Numa nota divulgada no site da Presidência da República, pode ler-se que o documento foi aprovado “em coerência com a posição anteriormente assumida e considerando a alteração de contexto”.

Segundo a nota, “apesar de não ser evidente a existência de discussão pública prévia e de ser passível de controvérsia jurídica a inclusão da matéria no domínio da contratação coletiva”, Marcelo Rebelo de Sousa decidiu avançar com a promulgação.

A reposição dos complementos de reforma nas empresas do Setor Empresarial do Estado (SEE) foi uma das medidas propostas pelo Governo no Orçamento do Estado para relançar a economia.

Em alguns casos, o corte desse complemento representou uma perda superior a 50%, nomeadamente para os pensionistas do Metropolitano de Lisboa.
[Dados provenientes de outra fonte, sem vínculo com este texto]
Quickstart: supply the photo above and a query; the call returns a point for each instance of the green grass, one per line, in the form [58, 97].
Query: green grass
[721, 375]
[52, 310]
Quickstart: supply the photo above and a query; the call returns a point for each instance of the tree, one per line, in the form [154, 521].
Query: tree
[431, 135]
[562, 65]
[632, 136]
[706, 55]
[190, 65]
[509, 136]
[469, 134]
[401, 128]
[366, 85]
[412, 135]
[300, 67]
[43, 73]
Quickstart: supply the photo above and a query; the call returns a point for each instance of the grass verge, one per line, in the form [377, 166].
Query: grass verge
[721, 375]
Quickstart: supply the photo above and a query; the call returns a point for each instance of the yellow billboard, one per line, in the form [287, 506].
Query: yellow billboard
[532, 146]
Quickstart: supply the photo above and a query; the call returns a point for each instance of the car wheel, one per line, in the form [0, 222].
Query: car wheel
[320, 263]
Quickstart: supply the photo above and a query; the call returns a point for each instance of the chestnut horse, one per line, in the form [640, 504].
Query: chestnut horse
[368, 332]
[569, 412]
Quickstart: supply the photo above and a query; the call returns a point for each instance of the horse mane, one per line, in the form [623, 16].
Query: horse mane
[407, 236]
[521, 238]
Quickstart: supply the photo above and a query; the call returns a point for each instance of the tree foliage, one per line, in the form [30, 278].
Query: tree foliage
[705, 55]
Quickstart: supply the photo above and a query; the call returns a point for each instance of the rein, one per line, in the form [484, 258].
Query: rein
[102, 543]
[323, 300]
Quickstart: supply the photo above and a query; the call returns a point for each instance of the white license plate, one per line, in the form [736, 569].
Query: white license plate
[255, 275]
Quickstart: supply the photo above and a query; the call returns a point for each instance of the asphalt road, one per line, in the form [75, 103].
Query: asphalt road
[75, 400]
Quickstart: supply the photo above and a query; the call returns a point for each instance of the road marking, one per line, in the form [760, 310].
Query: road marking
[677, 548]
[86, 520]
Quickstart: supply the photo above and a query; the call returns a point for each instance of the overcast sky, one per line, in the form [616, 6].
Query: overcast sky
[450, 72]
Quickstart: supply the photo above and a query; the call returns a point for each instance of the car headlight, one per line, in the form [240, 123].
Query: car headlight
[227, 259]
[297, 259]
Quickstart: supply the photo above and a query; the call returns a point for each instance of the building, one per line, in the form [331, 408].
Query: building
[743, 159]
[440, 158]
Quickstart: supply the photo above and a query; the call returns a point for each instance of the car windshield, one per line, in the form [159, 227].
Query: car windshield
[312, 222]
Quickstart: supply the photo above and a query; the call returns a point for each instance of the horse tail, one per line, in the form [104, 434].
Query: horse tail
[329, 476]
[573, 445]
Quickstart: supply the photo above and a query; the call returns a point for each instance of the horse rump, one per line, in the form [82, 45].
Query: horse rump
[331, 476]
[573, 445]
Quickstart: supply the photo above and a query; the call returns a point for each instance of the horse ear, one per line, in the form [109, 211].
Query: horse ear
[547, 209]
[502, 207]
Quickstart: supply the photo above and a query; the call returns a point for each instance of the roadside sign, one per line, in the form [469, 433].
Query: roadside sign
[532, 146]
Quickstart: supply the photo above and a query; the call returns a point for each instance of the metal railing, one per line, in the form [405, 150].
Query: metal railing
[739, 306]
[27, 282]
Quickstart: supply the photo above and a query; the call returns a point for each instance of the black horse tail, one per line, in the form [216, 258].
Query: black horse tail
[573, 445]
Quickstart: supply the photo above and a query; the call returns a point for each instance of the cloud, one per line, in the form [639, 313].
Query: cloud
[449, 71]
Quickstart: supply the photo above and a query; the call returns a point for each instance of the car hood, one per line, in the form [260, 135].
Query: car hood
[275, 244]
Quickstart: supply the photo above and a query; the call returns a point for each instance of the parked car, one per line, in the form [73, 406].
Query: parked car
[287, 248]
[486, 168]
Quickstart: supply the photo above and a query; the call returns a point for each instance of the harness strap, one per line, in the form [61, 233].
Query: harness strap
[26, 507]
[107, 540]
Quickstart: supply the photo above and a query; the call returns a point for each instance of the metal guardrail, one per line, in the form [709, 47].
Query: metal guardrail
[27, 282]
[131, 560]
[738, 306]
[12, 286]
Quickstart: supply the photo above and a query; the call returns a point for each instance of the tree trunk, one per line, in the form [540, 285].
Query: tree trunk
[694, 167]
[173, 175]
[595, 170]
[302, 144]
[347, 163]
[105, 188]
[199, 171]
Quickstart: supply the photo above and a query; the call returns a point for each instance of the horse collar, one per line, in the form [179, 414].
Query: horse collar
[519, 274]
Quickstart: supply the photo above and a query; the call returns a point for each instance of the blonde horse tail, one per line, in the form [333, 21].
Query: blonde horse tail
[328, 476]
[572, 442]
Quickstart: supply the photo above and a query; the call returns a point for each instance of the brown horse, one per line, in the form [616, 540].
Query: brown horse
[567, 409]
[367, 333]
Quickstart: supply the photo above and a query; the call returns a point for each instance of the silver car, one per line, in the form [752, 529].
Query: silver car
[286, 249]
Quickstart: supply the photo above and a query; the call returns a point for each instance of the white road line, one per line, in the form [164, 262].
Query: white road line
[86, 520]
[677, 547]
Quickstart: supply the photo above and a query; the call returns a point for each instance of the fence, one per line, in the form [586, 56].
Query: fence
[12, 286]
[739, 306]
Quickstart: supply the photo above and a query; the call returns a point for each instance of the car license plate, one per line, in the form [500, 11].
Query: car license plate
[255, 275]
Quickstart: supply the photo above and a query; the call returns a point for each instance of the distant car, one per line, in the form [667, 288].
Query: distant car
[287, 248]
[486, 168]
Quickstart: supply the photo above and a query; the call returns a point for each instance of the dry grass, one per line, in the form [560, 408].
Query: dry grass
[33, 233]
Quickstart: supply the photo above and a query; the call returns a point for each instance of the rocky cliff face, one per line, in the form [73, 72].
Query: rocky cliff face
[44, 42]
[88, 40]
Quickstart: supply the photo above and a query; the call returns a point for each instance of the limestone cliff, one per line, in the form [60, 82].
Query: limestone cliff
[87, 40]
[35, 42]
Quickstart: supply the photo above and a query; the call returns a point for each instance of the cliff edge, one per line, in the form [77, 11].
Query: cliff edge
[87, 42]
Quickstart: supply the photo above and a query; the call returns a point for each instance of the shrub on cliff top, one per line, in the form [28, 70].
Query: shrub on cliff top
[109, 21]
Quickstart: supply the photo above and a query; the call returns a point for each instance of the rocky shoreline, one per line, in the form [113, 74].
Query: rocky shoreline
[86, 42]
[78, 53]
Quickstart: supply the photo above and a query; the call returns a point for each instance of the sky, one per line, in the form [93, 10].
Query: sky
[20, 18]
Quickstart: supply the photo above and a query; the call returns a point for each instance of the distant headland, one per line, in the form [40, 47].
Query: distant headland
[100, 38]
Por decisão do anterior Governo, a 01 de janeiro de 2014, os reformados e pensionistas do Metro deixaram de receber o complemento de reforma, que lhes tinha sido atribuído pela empresa para minimizar as penalizações que a Segurança Social aplica pelas reformas antecipadas.

O fim dos complementos de reforma implicou perdas superiores a 60% para todas as pessoas que se reformaram aos 55 anos e reduções entre 40% a 60% para todas as reformas antecipadas.

Desde a suspensão dos complementos de reforma, os reformados e pensionistas realizaram várias manifestações de protesto e chegaram mesmo a invadir as instalações da sede do Metro para, simbolicamente, reocupar os seus postos de trabalho.